Hermann Lang dient sich von der Pike auf hoch in der Motorsport-Hierarchie. Er beginnt mit dem Motorrad, doch unterbricht die Rezession im Jahr 1932 seine viel versprechende Frühkarriere. Schließlich kommt er in der Versuchsabteilung von Daimler-Benz unter und wird Rennmechaniker von Werkspilot Luigi Fagioli. Nie verliert er sein Ziel aus den Augen, selbst Rennfahrer zu werden, und 1935 ist es soweit: Bei Probefahrten in Monza wird er von Rennleiter Alfred Neubauer als Fahrer entdeckt und fortan gefördert. Bei seinem Debüt im Eifelrennen jenes Jahres lautet die Reihenfolge nach ein paar Runden: Rosemeyer, Caracciola, Lang.

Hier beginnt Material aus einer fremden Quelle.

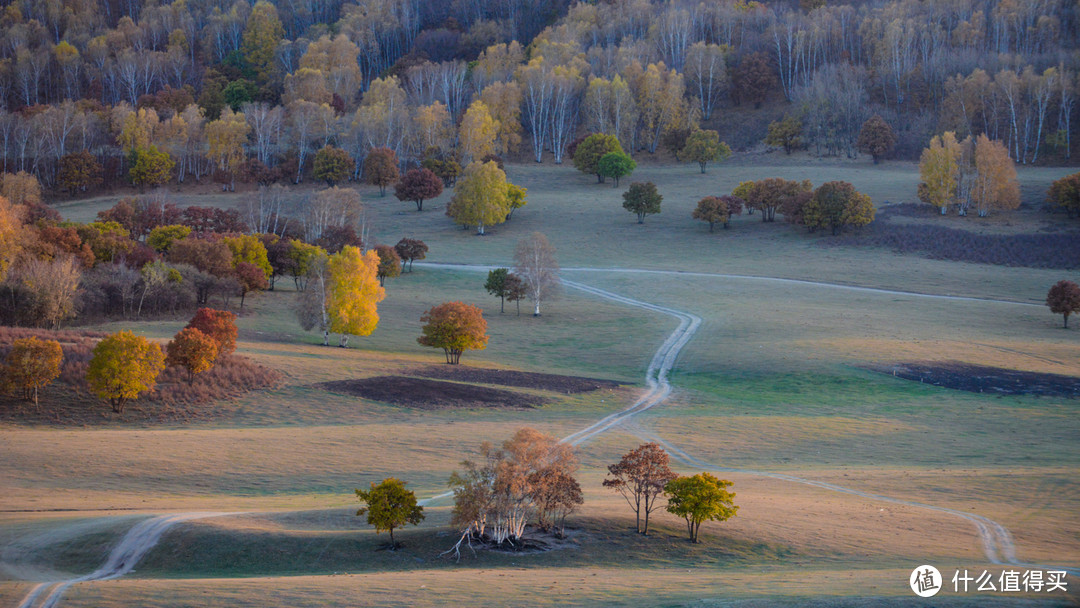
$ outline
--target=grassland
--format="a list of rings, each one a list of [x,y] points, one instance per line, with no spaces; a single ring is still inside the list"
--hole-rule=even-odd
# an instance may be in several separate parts
[[[983,514],[1012,530],[1022,560],[1080,564],[1075,402],[961,393],[864,368],[963,361],[1078,376],[1077,334],[1059,329],[1058,319],[1032,306],[1063,273],[822,247],[819,237],[762,225],[757,216],[710,234],[689,218],[701,195],[754,177],[848,179],[878,202],[910,200],[917,178],[903,163],[774,160],[739,160],[703,176],[691,165],[642,167],[634,179],[657,181],[665,197],[663,213],[644,226],[621,208],[621,189],[594,185],[569,166],[511,166],[511,178],[529,188],[529,203],[483,238],[449,222],[442,214],[445,195],[422,214],[392,197],[365,195],[379,241],[423,239],[432,261],[509,265],[516,240],[541,230],[564,267],[809,279],[1004,301],[567,270],[568,278],[686,310],[704,323],[672,376],[671,400],[582,446],[586,503],[571,519],[575,533],[566,548],[538,555],[487,553],[456,564],[437,557],[450,544],[445,501],[429,509],[422,526],[403,533],[405,551],[391,554],[375,551],[382,538],[351,515],[352,488],[395,475],[419,495],[433,496],[481,441],[499,441],[524,424],[568,434],[629,405],[638,387],[562,396],[536,410],[426,411],[314,384],[405,374],[440,361],[440,353],[415,341],[421,312],[438,301],[484,308],[490,346],[467,353],[469,365],[638,384],[675,322],[572,289],[539,319],[500,315],[498,301],[483,293],[482,275],[417,267],[388,282],[376,333],[342,350],[321,347],[319,336],[299,330],[288,309],[293,294],[281,289],[249,300],[239,349],[286,373],[279,390],[216,404],[213,417],[191,424],[116,420],[86,430],[0,428],[0,510],[8,512],[0,514],[0,548],[36,546],[40,535],[71,530],[40,543],[43,550],[28,567],[81,572],[97,565],[108,539],[143,513],[256,512],[181,526],[132,576],[78,585],[65,606],[711,606],[811,599],[872,606],[909,598],[906,578],[919,564],[939,564],[943,571],[991,567],[974,530],[960,519],[750,473],[726,473],[742,510],[703,529],[701,546],[683,542],[681,523],[670,516],[660,517],[653,538],[642,539],[629,532],[633,523],[621,499],[599,482],[606,463],[645,438],[662,436],[718,468],[781,472]],[[1038,191],[1063,173],[1023,170],[1025,199],[1041,199]],[[189,194],[181,204],[234,205],[243,195]],[[85,219],[110,204],[99,199],[63,211]],[[948,220],[978,230],[1056,230],[1030,210],[983,225],[976,218]],[[132,324],[103,328],[119,326]],[[163,339],[179,324],[134,327]],[[103,415],[111,416],[106,409]],[[52,511],[58,509],[124,511]],[[102,514],[124,517],[91,519]],[[0,577],[9,579],[0,582],[0,602],[17,604],[27,589],[14,580],[19,572],[0,570]],[[978,605],[980,597],[989,596],[945,604]]]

Dass der junge Fahrer am Pflanzgarten von der Strecke fliegt, hält ihn nur kurz auf. Er wuchtet den 750-Kilogramm-Monoposto auf die Piste zurück und wird noch Fünfter.

Weitere Erfolge stellen sich ein. Zwischen 1937 und 1939 gewinnt Herrmann Lang dreimal den Grand Prix von Tripolis. 1939 wird er Europameister, mit ersten Plätzen in Spa und in Bern. Sein Comeback zu Beginn der 1950er Jahre gipfelt im Le-Mans-Sieg 1952 auf 300 SL zusammen mit Fritz Rieß. Als er aber beim Großen Preis von Deutschland 1954 von der Strecke abkommt, beendet er seine Laufbahn. Danach ist er als Außendienstinspektor für
Mercedes-Benz tätig, seine frühere Identität verschweigt er dabei hartnäckig. Hermann Lang stirbt 1987 im heimischen Bad Cannstatt.